One always finds a voice when you least expect it, especially the quietest.

Everyone has a personal story, a spark which leads them to join a movement, something which finally gets them out of their own worlds to do something they believe could change the world around them. For Berryman, it was seeing the chilling video of Floyd with the knee of Officer Derek Chauvin on his neck as he gasped for air.

For Patricia Stiles, however, the spark has been inside of her since childhood. As a biracial child adopted into a conservative white family in Warren County, she learned early on what it was like to be "different."

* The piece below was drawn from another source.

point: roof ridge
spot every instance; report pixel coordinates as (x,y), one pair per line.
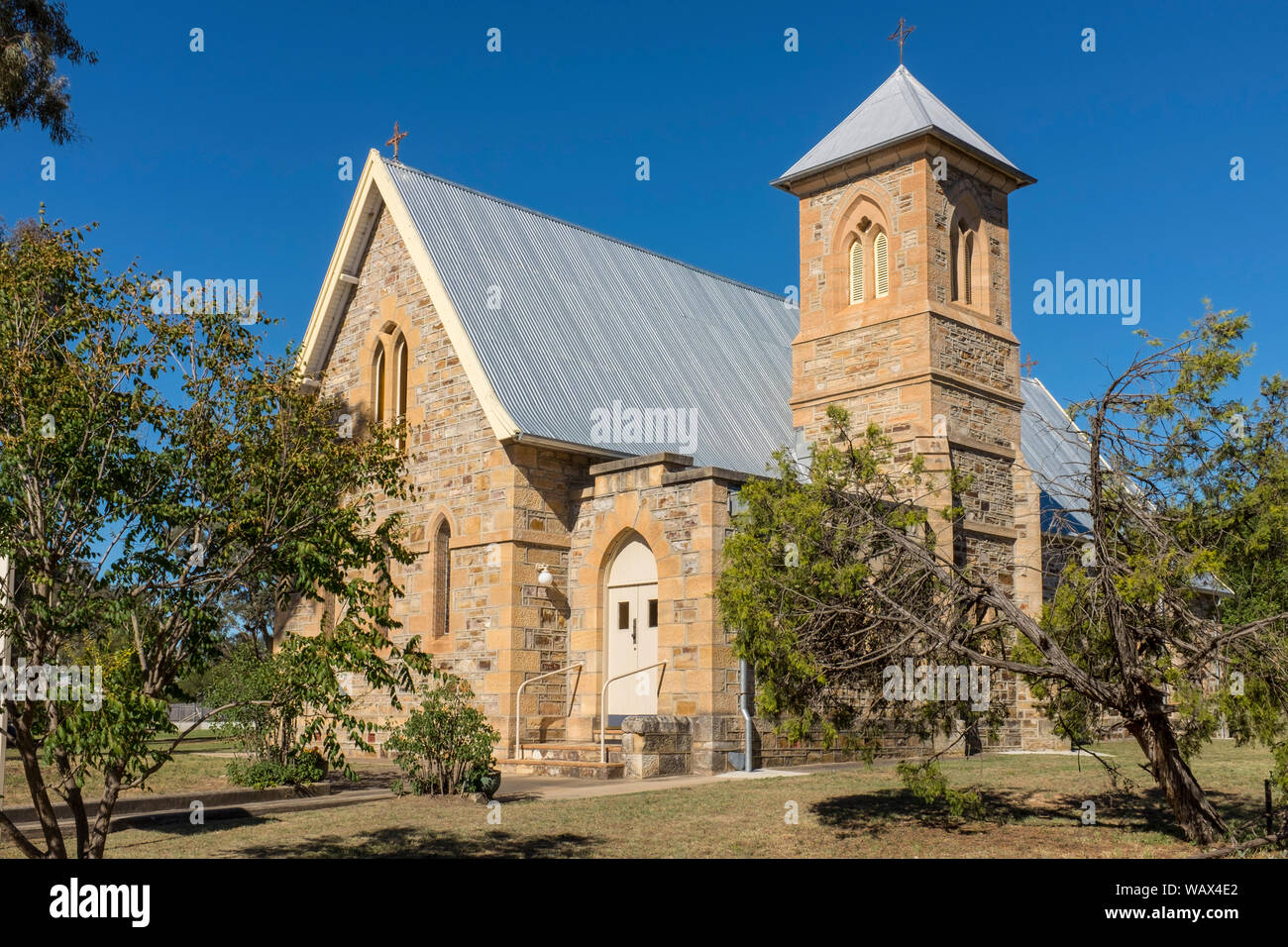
(911,95)
(585,230)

In contrast to Berryman, Stiles has become seasoned in the practice of peaceful and powerful demonstration, and her voice could be heard throughout the park. Tears mixed into her voice as she recounted her childhood of racist taunts by other children, and asking her parents "why don't I look like you?"

She also told tales all-too-familiar to me of being followed through convenience stores, being racially profiled by cops while driving locally - and not-so-locally. While many people in the crowd of protesters listened attentively, I hoped they truly understood how powerful her words were, because she lives in a reality only a few people in that crowd can honestly say they've lived - and I am one of those people.

I also saw a young man with a pro-police flag along with a sign hoping one day, African-Americans and law enforcement can live peacefully with one another. I share his sentiment as well, though it will take time and years of healing.

Walking among the crowd of protesters, I watched my life come full-circle. As a Marine serving in Haiti, my unit was responsible for riot control during a demonstration that turned into one. As a student at the University of South Carolina in the 1990s, I engaged in peaceful demonstrations against the flying of the Confederate flag at the top of the Statehouse.

Now, I was walking on ground left soggy by heavy thunderstorms as a reporter covering a new generation of activists protesting injustice, a generation many - including myself - see as entitled and spoiled. Truthfully, I thought this generation would be too full of themselves - and way too freaking busy on social media talking about the latest disposable Internet craze to care about social issues.

This Generation Xer is willing to admit he was dead wrong.

Now it's time for every one of us to admit black lives do matter, for our lives are part of every else's. And if all lives do indeed matter, then black lives have to matter, for if they don't, then no lives matter.

Police brutality is not an uncomfortable subject to talk about, but it has become one. Why can we not talk about police abuses without people thinking we hate law enforcement? In a previous column, I wrote about my personal experiences, good and bad, with law enforcement. I have many more stories about both, even more uplifting about the good things, and even more graphic about the bad.

During the demonstration, Berryman asked the crowd to take a knee in a moment of silence as the names of African-Americans who died at the hands of law enforcement were read, many of them you might have never heard of. Troy police officers took a knee along with the protesters in a show of solidarity that might have been lost in the moment.

As uncomfortable as is it has become to talk about the police, it has always been uncomfortable to talk about racism with previous generations. Wednesday night's demonstration has made it clear this generation is not uncomfortable with the subject.

The demonstrators aren't afraid to say "BLACK LIVES MATTER." No one else should be afraid to say those words either.

And when those young men and women of all races shouted those words, the thunder clapped and streaks of lighting blazed through the sky almost in tandem, as if the souls of those lost cried out in approval.

It was as if the weather held off just long enough for a message to be sent.